• テキストサイズ

Field Of View〜君を捕まえたい〜

第7章 Turning point


俺がパーティルームに戻るとえぐっちゃんと野崎ちゃんが、俺に食いつくように迫ってきた。

「ねえ、高尾君!!夏美が、トイレから戻ったと思ったら、泣きながら荷物持って帰っちゃったの!!」

「聞いたら、門限だからって一点張りで…。でも絶対何かあったと思って…!心当たりある?」


うわ、マジかよ…!夏美ちゃんの事だって心配だけど、今の真理子を放っておけねーし、タイミング悪過ぎだっての!!


俺は仕方なく心を鬼にして、2人を払い除けるように言い聞かす。

「…わりい、今それどころじゃねぇんだ。通してくんない?」


2人はお互い顔を見合わせて驚いていた。そりゃ、夏美ちゃんの話になったらいっつも俺は過剰に反応してたからな。だけど、今回は真理子を優先したかった。


ごめん、夏美ちゃん…!あんな真理子を放っておいたら、きっと自分の事がもっと嫌いになってお前にも顔向けできなくなっちまう。



心の中で謝りながら、自分と真理子の荷物を持って、適当に理由をつけてパーティルームから去って行く。


店の外で地面に膝をつけて子供のように泣く真理子の前に手を差し伸べる。


「…ほら、立てよ。送ってくから…。」


顔を上げた真理子は相変わらず信じられないというような顔で俺を見つめるだけだった。仕方なく俺は真理子の手を握って無理矢理立たせる。

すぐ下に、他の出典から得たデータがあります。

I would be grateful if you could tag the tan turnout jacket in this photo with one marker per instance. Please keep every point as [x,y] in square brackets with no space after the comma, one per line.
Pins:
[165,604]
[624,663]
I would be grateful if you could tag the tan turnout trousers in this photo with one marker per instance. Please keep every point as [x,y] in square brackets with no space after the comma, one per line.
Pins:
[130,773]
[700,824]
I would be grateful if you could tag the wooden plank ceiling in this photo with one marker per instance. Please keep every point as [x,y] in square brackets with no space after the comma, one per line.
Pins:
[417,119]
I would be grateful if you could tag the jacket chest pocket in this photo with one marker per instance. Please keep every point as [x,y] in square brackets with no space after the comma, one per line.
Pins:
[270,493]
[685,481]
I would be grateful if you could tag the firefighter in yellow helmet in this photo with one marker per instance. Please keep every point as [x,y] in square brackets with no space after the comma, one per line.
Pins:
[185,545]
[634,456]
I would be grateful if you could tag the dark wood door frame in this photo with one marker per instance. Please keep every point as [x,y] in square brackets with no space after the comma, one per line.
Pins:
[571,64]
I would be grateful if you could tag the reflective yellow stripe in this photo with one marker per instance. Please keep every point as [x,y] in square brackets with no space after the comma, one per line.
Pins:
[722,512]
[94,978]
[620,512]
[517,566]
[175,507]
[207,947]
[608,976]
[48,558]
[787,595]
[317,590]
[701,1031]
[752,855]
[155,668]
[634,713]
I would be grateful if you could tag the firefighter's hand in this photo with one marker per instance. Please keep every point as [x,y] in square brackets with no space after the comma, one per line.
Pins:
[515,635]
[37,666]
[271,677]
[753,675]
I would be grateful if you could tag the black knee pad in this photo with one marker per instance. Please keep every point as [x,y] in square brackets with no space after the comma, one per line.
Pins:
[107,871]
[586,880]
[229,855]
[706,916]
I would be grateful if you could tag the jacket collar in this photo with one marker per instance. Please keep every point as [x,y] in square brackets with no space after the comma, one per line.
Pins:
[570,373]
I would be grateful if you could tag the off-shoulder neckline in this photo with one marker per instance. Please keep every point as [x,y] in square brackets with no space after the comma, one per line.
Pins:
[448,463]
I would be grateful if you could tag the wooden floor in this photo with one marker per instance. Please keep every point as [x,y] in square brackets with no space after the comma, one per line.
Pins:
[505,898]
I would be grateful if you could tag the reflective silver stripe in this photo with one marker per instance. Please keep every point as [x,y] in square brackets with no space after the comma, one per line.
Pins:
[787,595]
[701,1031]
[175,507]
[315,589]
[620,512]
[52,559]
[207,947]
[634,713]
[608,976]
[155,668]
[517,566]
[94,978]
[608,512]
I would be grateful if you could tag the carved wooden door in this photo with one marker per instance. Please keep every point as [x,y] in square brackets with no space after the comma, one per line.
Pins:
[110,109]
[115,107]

真理子は手を払いのけようともせず、そのまま俺に手を引かれる形で俺達は歩き出す。



途中通りかかったストバスのコートでドリブルの音が聞こえたけど、確認する余裕はなかったので、そのまま素通りした。



俺達は終始無言のまま、真理子の家までたどり着いた。


「…あり、がと。和成…。」

震えた声でお礼を言ってくれた真理子に、俺は「ああ」と短い返事をしてその場を去ろうと背中を向けると真理子が突然抱きついてきた。


「…お願い、和成…。泣き顔、パパとママに見せたくないの。…だから、暫くこのまま、いても…いい?」


真理子から甘えられたのは初めてで俺は驚きながらも、今までのことを思うと後悔や罪滅ぼしが混ざり、そのまま彼女を受け入れる事にした。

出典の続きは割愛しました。